Le psychiatre n’aurait pas dû laisser un praticien attaché associé signer l’autorisation de sortie
L'autorisation de sortie litigieuse a été signée par un médecin psychiatre, ayant un statut de praticien associé attaché, qui assurait régulièrement le suivi du patient dans l'établissement.
Selon la Cour de cassation, il n'était pas habilité, du fait de ce statut, à signer les autorisations de sortie, que ce soit au sein du parc de l'hôpital ou à l'extérieur, même s’il avait la totale confiance du médecin psychiatre du service.
On rappellera en effet que le statut des praticiens attachés associés est régi par les articles R.6152-632 et suivants du code de la santé publique (CSP) et ne prévoit un exercice que sous la responsabilité directe du responsable de la structure dans laquelle ces praticiens sont affectés, ou l'un de ses collaborateurs médecin. Ce statut ne permet que la réalisation d’actes de pratique courante, à la condition d'être placé sous la responsabilité directe du responsable de la structure.
La signature d'un document autorisant la sortie d'un patient hospitalisé sous contrainte n'entre pas dans le cadre des actes courants qu'un praticien attaché associé peut réaliser.
Ce non-respect par le psychiatre des conditions de prescription des sorties a donc contribué à la réalisation du dommage.
Le psychiatre aurait dû prendre en compte les antécédents et la dangerosité du patient
Même si le psychiatre avait signé personnellement l'autorisation de sortie, une telle décision aurait été de nature à engager sa responsabilité pénale.
En effet, le patient présentait de nombreux antécédents de dangerosité, dont certains récents, et avait déjà tenté de fuguer. Le praticien ne pouvait l’ignorer puisqu'il le suivait depuis déjà deux ans et avait établi de nombreux certificats et documents relatifs au placement sous hospitalisation d'office.
Il était donc nécessaire, avant toute décision relative à la mise en place ou au maintien d'une autorisation de sortie non surveillée dans le parc non clos de l'établissement, d'approfondir le parcours du patient, de prendre en compte ses antécédents psychiatriques et de procéder à un ou plusieurs examens approfondis.

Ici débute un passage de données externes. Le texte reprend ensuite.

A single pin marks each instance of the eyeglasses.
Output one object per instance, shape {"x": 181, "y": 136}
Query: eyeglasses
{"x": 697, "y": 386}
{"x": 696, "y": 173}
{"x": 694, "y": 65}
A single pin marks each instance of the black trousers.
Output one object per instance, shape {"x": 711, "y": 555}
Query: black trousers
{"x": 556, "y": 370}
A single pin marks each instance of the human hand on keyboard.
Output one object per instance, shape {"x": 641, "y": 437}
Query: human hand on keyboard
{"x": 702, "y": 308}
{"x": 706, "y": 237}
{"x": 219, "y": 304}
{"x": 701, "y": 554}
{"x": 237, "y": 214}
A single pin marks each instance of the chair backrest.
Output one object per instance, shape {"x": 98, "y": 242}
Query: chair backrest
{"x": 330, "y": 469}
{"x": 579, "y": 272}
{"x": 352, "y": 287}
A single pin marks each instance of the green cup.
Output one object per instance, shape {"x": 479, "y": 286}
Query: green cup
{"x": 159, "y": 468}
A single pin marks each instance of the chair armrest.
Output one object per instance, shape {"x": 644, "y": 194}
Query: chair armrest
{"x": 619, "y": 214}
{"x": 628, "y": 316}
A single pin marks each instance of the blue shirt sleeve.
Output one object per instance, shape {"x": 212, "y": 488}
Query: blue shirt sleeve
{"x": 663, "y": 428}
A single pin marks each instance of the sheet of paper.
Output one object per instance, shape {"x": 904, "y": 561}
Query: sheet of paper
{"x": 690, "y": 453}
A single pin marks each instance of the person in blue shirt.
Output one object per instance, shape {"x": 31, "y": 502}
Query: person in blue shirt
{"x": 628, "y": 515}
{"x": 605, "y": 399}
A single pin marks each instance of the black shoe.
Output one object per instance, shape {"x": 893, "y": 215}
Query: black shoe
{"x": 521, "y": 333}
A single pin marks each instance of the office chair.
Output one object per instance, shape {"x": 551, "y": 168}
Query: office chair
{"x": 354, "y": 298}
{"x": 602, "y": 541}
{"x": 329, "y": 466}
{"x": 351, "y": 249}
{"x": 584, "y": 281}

Le psychiatre s’en étant abstenu, il a ainsi commis une faute qui a exposé autrui à un risque d'une particulière gravité, constitué en l'espèce par un passage à l'acte violent.
Il est donc établi que le prévenu n'a pas accompli les diligences normales, compte tenu de la nature de ses missions ou de ses fonctions, de ses compétences ainsi que du pouvoir et des moyens dont il disposait.

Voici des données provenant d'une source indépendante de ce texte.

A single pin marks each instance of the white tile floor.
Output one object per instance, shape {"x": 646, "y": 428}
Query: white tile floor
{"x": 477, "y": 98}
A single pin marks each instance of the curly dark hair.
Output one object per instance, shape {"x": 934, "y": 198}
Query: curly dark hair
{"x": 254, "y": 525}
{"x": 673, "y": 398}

Un lien de causalité certain
La Cour de cassation considère comme certain le lien de causalité entre les manquements du psychiatre et le dommage.

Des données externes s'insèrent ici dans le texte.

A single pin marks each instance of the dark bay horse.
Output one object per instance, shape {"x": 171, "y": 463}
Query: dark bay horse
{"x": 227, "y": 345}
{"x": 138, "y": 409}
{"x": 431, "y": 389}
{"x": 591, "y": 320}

En effet, le praticien autorisait les sorties de manière régulière. De telles autorisations, renouvelées sans discontinuer, ne pouvaient que conduire à une baisse de vigilance générale, contribuant ainsi de façon certaine à la délivrance de l'autorisation de sortie donnée le jour des faits. Sans cette autorisation, le patient n’aurait pu accéder au parc non clos.
Peu importe que le praticien n'ait pas été, ce jour-là, le signataire de l'autorisation. Le fait que d'autres fautes aient concouru à créer la situation ayant permis la réalisation du dommage n'exonère pas pour autant le psychiatre de sa faute propre. C’est bien cette faute qui a créé ou contribué à créer la situation qui a permis la réalisation du dommage.